Your Network Isn’t a CRM
Somewhere along the way, professional relationships became deeply transactional, and I think people can feel that shift immediately. They can tell when they’re being treated like a contact instead of a human being. You feel it in the perfectly timed check-in email or the polite message that carries an unspoken agenda underneath it. In an era where everyone is already overwhelmed by digital communication, that kind of behavior doesn’t build connection. It creates the ick.
Cadence has replaced care. Touchpoints have replaced trust. And people see through salesy behavior or one-sided networking almost instantly because, if a relationship only appears when there’s an ask attached to it, it was never really a relationship to begin with.
I’m incredibly protective of my relationships because I don’t see them as professional assets or contacts. Most of them are genuine friendships that were built slowly over time through real conversations, mutual respect, and shared experiences. Trust is fragile. It takes years to earn and only moments to damage, and when people approach relationships as something to extract from, others inevitably feel used no matter how polished the message is.
At the end of the day, people want to work with people they know, like, and trust. No networking tactic can replace the slow, one-on-one work of building actual human relationships. I’d much rather sit down with someone for coffee or dinner and let a conversation unfold naturally than maintain a transactional relationship through periodic emails and performative check-ins.

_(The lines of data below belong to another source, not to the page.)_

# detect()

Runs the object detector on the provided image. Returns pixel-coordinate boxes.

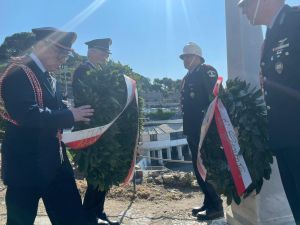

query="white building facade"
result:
[139,119,191,170]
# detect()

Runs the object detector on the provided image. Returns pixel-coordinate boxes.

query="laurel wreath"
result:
[202,78,273,205]
[72,63,139,191]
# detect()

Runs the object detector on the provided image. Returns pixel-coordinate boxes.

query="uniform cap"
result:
[32,27,77,51]
[85,38,112,54]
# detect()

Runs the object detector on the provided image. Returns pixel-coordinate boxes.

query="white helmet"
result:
[179,42,204,62]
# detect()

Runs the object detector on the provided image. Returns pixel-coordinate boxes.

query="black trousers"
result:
[276,148,300,225]
[6,167,85,225]
[83,182,107,219]
[187,135,222,211]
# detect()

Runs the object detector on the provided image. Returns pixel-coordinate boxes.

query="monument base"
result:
[226,157,295,225]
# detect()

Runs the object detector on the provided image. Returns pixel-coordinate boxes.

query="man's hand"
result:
[70,105,94,122]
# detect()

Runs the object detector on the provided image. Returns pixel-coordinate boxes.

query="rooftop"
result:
[143,120,183,135]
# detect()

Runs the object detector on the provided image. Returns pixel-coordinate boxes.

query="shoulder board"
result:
[287,5,300,23]
[77,62,92,71]
[83,61,92,67]
[194,64,209,72]
[292,6,300,11]
[289,5,300,16]
[202,64,216,71]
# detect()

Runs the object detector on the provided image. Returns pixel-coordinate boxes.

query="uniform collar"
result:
[188,63,202,75]
[29,53,47,73]
[86,60,97,70]
[269,4,285,29]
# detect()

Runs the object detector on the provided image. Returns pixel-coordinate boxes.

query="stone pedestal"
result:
[226,158,295,225]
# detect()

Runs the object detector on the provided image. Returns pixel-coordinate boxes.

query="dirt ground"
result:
[0,154,228,225]
[0,179,229,225]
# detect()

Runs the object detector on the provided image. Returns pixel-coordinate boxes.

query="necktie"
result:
[45,72,56,93]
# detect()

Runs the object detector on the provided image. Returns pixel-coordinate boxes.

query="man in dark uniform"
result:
[0,27,94,225]
[238,0,300,224]
[73,38,111,87]
[180,42,223,221]
[73,39,119,225]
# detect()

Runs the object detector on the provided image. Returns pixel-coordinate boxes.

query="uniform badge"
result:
[190,92,195,98]
[275,61,284,74]
[207,70,216,78]
[273,38,290,57]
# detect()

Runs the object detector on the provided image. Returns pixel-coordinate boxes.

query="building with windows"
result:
[139,119,191,169]
[141,91,180,109]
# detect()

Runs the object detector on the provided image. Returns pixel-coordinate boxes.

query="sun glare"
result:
[62,0,107,30]
[180,0,192,38]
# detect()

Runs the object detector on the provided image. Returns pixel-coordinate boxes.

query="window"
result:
[170,132,184,140]
[150,134,157,141]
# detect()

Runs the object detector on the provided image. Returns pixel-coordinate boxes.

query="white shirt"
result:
[30,53,57,92]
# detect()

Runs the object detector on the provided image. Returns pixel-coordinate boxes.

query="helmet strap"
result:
[252,0,262,25]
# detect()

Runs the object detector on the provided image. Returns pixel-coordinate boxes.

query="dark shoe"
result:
[197,209,224,221]
[192,205,206,217]
[99,212,120,225]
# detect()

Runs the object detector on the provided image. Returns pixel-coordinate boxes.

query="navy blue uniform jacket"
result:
[261,5,300,148]
[181,64,218,137]
[1,58,75,187]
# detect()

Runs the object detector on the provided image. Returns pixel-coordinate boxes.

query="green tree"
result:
[105,61,152,94]
[152,77,181,97]
[148,108,176,120]
[0,32,36,61]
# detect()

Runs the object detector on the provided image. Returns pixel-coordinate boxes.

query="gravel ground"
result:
[0,181,228,225]
[0,155,229,225]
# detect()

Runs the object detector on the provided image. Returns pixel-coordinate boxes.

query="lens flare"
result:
[62,0,107,30]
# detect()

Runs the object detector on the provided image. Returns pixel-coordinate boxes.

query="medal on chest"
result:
[190,91,195,98]
[275,61,284,74]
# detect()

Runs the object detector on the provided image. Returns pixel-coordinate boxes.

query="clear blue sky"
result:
[0,0,299,80]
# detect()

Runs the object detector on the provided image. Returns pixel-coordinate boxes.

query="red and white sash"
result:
[197,77,252,196]
[62,75,138,185]
[62,75,137,149]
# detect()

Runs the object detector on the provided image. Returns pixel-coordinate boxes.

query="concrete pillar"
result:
[225,0,263,87]
[150,150,155,166]
[167,148,172,160]
[158,149,163,165]
[146,150,151,165]
[225,0,295,224]
[177,146,184,161]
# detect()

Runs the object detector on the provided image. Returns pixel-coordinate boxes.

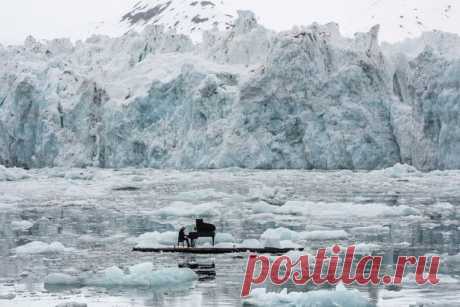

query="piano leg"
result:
[212,236,215,247]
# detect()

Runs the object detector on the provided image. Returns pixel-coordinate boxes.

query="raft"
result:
[133,246,304,254]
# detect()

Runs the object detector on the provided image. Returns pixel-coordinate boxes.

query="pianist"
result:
[178,227,191,248]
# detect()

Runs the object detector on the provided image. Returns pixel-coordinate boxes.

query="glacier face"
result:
[0,11,459,170]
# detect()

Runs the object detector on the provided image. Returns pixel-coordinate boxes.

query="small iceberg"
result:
[14,241,74,254]
[45,263,198,289]
[244,284,372,307]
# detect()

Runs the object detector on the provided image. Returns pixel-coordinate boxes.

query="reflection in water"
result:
[179,260,217,281]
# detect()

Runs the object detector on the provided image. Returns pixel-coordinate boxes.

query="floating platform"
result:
[133,247,304,254]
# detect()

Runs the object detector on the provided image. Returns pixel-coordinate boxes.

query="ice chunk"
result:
[245,284,371,307]
[11,220,34,231]
[64,169,94,180]
[279,240,302,249]
[78,233,129,247]
[373,163,420,178]
[44,273,81,286]
[239,239,264,249]
[260,227,301,242]
[380,205,420,217]
[14,241,74,254]
[349,225,389,234]
[301,230,349,241]
[277,201,420,219]
[0,293,16,300]
[354,243,382,254]
[0,165,30,181]
[213,243,236,248]
[248,202,279,214]
[215,233,235,244]
[175,189,232,201]
[45,263,197,288]
[128,231,177,248]
[155,201,220,217]
[249,186,288,206]
[55,303,87,307]
[260,228,304,248]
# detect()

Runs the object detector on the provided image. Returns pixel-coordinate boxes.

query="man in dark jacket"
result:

And not every conversation turns into business, which is exactly the point. The best opportunities usually come from friendships, referrals, and genuine goodwill that has been built over years, not from aggressively pursuing outcomes. When I ran my business, I rarely had to chase work because I had already spent years cultivating real relationships. When opportunities came up, people thought of me naturally.
If you treat people like contacts, you won’t build something sustainable, especially now when everyone is exhausted by transactional behavior online. Invest in real, offline relationships. Care without an agenda. Let connections develop slowly and naturally instead of trying to force them into immediate outcomes.